I was aware from pretty much the beginning that my worst days were yet to come, but I had never expected one of them to be so soon. I never saw this one coming. I had a doctor's appointment with my OB/Gyn. Usually, Dave went with me, but this time, he had some things to take care of at school, so he didn't go. I had told him the night before that he didn't have to go, but if he got finished early, give me a call. You see, an ultrasound was scheduled for that day, but I didn't know if they were going to go through with it.
My doctor's office is weird. You go into a waiting room, and wait. Then you go back and see the lab techs for blood, bp, weight, etc. Then they put you in another, smaller waiting room. It began to hit me in this smaller waiting room that maybe this was a mistake. I was closely surrounded by pregnant women who (I assumed) had "normal" pregnancies. Thank goodness I had a book; it was a good distraction, but I had to try hard to be distracted.
I was called into the ultrasound room. The sonographer went through the routine stuff and told me to get up on the table. Once again, I swallowed hard. It's not always easy to tell people of Lily's condition, but I wasn't sure if I even needed to go through with this. The girl told me that she had never seen a Trisomy 18 ultrasound before, but in this past year, she had seen three.

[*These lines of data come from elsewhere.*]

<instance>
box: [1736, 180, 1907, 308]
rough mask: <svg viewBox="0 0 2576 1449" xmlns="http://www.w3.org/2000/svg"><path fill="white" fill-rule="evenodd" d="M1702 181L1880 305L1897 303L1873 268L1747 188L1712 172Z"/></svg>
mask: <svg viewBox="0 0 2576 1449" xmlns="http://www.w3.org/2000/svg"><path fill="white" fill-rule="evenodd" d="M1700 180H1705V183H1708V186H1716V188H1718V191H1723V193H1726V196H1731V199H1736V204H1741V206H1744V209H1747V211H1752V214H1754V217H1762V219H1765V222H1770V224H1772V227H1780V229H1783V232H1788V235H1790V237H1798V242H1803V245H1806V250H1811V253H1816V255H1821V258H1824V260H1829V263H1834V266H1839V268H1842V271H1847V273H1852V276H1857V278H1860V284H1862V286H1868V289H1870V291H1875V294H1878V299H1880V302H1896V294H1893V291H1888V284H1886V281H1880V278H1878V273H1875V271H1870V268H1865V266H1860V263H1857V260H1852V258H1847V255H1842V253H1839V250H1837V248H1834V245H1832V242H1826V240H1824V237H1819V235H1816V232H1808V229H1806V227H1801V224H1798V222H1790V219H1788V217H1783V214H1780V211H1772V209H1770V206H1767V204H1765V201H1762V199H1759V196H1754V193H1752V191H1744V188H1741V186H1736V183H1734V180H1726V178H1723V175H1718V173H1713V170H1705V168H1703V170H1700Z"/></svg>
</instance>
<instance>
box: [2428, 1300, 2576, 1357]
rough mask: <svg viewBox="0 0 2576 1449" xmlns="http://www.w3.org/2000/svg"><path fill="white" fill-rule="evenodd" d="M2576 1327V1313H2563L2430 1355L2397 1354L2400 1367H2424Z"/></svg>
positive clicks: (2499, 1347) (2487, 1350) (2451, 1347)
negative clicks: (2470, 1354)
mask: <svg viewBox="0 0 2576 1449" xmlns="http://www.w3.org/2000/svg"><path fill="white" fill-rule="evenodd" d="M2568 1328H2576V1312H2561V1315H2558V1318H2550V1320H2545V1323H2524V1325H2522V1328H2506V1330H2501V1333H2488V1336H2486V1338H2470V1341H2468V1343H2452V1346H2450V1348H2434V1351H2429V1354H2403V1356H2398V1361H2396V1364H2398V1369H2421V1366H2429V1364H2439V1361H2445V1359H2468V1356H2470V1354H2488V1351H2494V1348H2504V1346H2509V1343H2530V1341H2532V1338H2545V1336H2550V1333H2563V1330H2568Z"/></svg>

How can I express how hard it is to look up on that screen and see what looks to my ignorant eye to be a healthy baby yet to know how fragile the life I beheld actually was? I sobbed, again. I know the sonographer felt bad, so I told her not to worry that it was the first ultrasound I had had since finding out. My heart hurt so badly. She told me that Lily was moving, movement I had not felt much of, couldn't even feel while she saw all that was going on. For lack of better words, it was a touching sadness. I asked her about certain problems I knew characterized T-18 babies, but she really couldn't see all that much. She did see three vessels in the umblical cord (sometimes there is only one). That was good. No cleft palate/lip. The feet seemed fine. Size was about 1 week off. That happens with these babies. A little low on the ambiotic fluid, but not much. I think she was trying to be positive. For the life of me, though, I don't understand how all these good markers are here, yet every cell in my baby's body has that extra chromosome and tries to label her "incompatible with life." When she was done, the sonographer must have really felt bad because she printed a lot of pictures for me.
I cried a little more. As I was leaving the room, Dave called. I lost it out in the hallway. It was so hard to speak. Dave just said, "I'll be there in a minute."
I was led into the doctor's office, not the exam room. I sat in the chair with my face to the wall and cried. And cried. When the doctor came in, we talked about Trisomy 18. He reminded me that this child is IWL. We talked about hospital choices, our choice for keeping or terminating, specialists we might need, how much we should put into the baby's survival. These aren't routine doctor visit questions. He told us that this year, his office had seen three trisomy 18 babies. One woman had recently had her child. It lived 22 minutes. Twenty-two minutes. I turned that number in my mind. How do you deal with that? How are we going to deal with that if something similar happens to us? How will Rani and Autumn deal with that?
We left the doctor's office, deflated. I should have known that appointment wasn't going to be easy. I don't know why it never even occurred to me that it wouldn't.

1 comment:

  1. Jill - This comment is from your mama. I have been reading your "journal". You amaze me with your writings, where all your wisdom comes from I do not know. I love you so much and I hate this is happening to you and Dave as well as to Rani & Autumn and also to Lily Grace. I pray that you will keep close to your heart all the wise words, phrases, thoughts and prayers you are writing down because you have it all right. Sometimes our mind tells us one thing and then the reality steps in and we wonder how we can handle it. I believe with all my heart that you can handle this. With God being your strength I also believe that Dave is your strength too, your love for each other makes you both strong. I love you and I am with you all the way on this.